22 abr Diário do isolamento 12 – Descobrimento
(quarta-feira, 22 de abril)
Descobrimento
Não sonhei, embora o espanhol Calderón afirme que toda a vida é sonho. Na prisão, ondas invadem meu terraço, onde busco me concentrar na leitura de um livro. O maior bem é tristonho, leio. Lembranças retornam e não consigo afastá-las de mim. O menino de nove a dez anos usa calça curta, alpargatas de couro. Desde as onze horas subiu na carroceria de um caminhão e espera. Viaja à casa da avó, num sítio distante menos de trinta quilômetros, mas que parece longe na travessia por estradas de barro, ladeiras, riachos e atoleiros. Uma odisseia, ele não compara ainda, pois apenas com treze anos fez a primeira leitura de Homero.

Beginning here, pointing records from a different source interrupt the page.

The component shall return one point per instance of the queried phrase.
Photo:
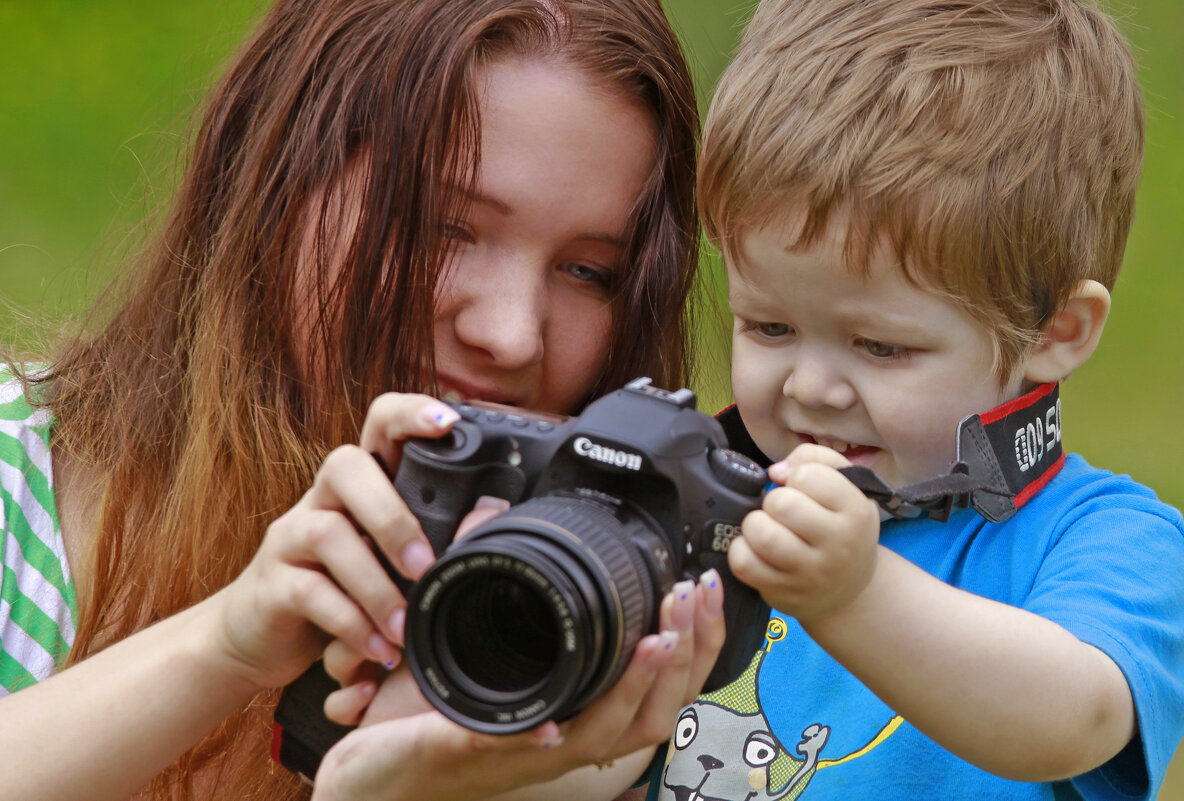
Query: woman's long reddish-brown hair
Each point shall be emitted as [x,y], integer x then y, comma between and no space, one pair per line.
[194,402]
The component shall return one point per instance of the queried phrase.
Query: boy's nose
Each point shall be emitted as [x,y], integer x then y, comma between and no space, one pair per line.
[816,382]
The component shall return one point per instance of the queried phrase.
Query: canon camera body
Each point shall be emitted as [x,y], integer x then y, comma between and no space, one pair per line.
[536,612]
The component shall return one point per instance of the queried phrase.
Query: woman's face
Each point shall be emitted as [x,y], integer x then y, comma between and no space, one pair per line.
[523,312]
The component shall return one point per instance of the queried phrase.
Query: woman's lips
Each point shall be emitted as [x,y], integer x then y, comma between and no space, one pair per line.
[459,389]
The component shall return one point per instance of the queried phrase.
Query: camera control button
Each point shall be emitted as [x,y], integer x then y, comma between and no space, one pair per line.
[737,471]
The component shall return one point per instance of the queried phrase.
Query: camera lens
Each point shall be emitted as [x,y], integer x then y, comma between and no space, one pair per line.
[501,632]
[532,615]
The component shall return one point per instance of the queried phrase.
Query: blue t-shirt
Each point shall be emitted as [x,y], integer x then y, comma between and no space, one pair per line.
[1093,551]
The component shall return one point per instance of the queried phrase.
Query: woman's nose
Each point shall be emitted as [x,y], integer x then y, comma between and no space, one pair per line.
[816,381]
[504,314]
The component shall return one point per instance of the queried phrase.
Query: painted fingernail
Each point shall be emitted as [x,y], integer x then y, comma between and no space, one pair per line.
[713,589]
[683,613]
[381,651]
[397,622]
[548,736]
[416,557]
[439,415]
[491,502]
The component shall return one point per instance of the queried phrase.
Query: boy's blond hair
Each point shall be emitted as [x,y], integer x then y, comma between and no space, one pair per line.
[997,143]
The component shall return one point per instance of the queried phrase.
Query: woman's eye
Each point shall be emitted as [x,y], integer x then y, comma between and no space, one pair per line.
[456,232]
[879,349]
[587,275]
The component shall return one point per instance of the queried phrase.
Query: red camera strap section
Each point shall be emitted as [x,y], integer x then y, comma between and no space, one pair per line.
[1004,457]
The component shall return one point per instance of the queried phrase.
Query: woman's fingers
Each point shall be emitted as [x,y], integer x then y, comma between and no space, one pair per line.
[347,705]
[394,417]
[486,509]
[351,480]
[709,632]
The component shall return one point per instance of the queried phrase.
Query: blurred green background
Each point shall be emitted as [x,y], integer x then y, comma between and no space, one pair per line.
[95,107]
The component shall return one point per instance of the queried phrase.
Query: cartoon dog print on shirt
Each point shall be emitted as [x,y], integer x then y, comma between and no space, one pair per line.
[725,749]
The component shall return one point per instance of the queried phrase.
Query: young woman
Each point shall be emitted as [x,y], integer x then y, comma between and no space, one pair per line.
[490,198]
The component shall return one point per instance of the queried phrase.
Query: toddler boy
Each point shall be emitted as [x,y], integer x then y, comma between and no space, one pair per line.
[922,207]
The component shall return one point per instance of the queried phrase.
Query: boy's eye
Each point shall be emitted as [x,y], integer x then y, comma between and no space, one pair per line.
[882,349]
[771,330]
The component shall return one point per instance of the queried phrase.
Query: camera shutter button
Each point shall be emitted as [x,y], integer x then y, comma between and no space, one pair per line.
[737,471]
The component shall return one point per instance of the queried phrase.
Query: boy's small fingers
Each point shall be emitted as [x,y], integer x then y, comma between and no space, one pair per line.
[347,705]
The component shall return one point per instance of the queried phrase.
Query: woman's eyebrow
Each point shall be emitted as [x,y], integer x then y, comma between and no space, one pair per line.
[477,196]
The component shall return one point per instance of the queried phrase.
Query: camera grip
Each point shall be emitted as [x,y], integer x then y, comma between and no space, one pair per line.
[441,493]
[745,614]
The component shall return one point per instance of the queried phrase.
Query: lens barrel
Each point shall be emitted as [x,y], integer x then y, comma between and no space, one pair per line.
[532,615]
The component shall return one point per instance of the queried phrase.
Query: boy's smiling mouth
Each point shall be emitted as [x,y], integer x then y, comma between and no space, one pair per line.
[850,450]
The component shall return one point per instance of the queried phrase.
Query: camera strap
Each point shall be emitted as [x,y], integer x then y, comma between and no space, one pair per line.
[1004,457]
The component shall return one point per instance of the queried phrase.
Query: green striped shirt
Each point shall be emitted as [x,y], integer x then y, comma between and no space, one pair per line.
[37,595]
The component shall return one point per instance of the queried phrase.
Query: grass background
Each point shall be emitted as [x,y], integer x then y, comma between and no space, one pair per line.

O caminhão retarda, as pessoas chegam sem pressa com feiras, sacos, cestos, panelas de barro, sobem sem ajuda de escada, aos empurrões. Homens e mulheres de várias idades, gente do mato, beradeiros, as roupas domingueiras embora seja uma segunda, a fala pausada, o cheiro de aguardente e fumo de rolo, que enjoa o menino. Os tios e primos não aparecem, ocupados nos afazeres da cidade, os pequenos negócios de pouco lucro. Os passageiros mais ricos, com reserva na boleia, também não chegam. Esses sim, costumam se fazer esperar.
O menino chega cedo aos compromissos, tem medo de perder a hora, os olhos arregalados, a cabeça grande sonhadora, no mundo da lua. Três meses não é muito?, perguntou a mãe. Não, respondeu ele, imaginando dezembro, janeiro e fevereiro ao lado da avó. Quatro meses de férias e apenas oito meses de escola. Tempo grande? Já que a vida é tão curta, sonhemos, alma. Olhava a avó preparando a lapinha de Natal, os búzios achados na lama do rio, bichinhos de lã de ciumeira, carneiros, bois, jumentos. O Jesus Cristinho da tataravó, sem o pinto porque a tia mandara arrancar. E a cantiga que a avó desentoava: Quando eu vim para Belém, trazia a minha cestinha…
Primeiras chuvas de janeiro, muitas de fevereiro, inverno, plantios, umbus, cajaranas, banhos. As primas nuas nos grotões da serra, se banhando, e o menino escondido por trás dos matos, vendo o que imaginava ver. O açude tão grande, impossível de atravessar. Relâmpagos e trovões em noites assombradas. A avó puxava o neto para debaixo do paiol, construído com madeira forte de angico. Único lugar onde a casa velha do avô morto prometia não soterrá-los.
Rios arrastavam balseiros, árvores, bichos mortos, restos de construções. A correnteza não dava vau. Fevereiro findando, o carnaval perto, as escolas tocando a sineta de chamada, os livros todos lidos e relidos, a barriga saciada de frutos azedos, a saudade nos sonhos, da mãe, do pai, dos irmãos, dos colegas. O menino acorda, sabe que a vida é sonho e é preciso retornar ao outro sonho. Mas não há carros, nem caminhos, nem pontes.
Na companhia de um tio, à cavalo na garupa, olha a cidade embaixo. Ali também choveu e o lodo escorre das paredes. Desconhece o que lhe parecia certeza. Estranha seu mundo depois da longa ausência, sofre temor. Fecha o livro que tenta ler no terraço, olha o Recife lá fora, os morros de Casa Amarela. Como será tudo, depois do longo exílio? Reconhecerá? Será reconhecido? Quem determinou que ficasse preso? A troco de que aceitou o desterro? Barganha pela vida?
– Que delito cometi? Voa uma ave serena e deixa, contente e calma, seu ninho. E eu, que tenho mais alma, tenho menos liberdade? E eu, com melhor instinto, tenho menos liberdade? E eu, com maior vontade, tenho menos liberdade? *
- A vida é sonho – Calderón de La Barca, adaptado.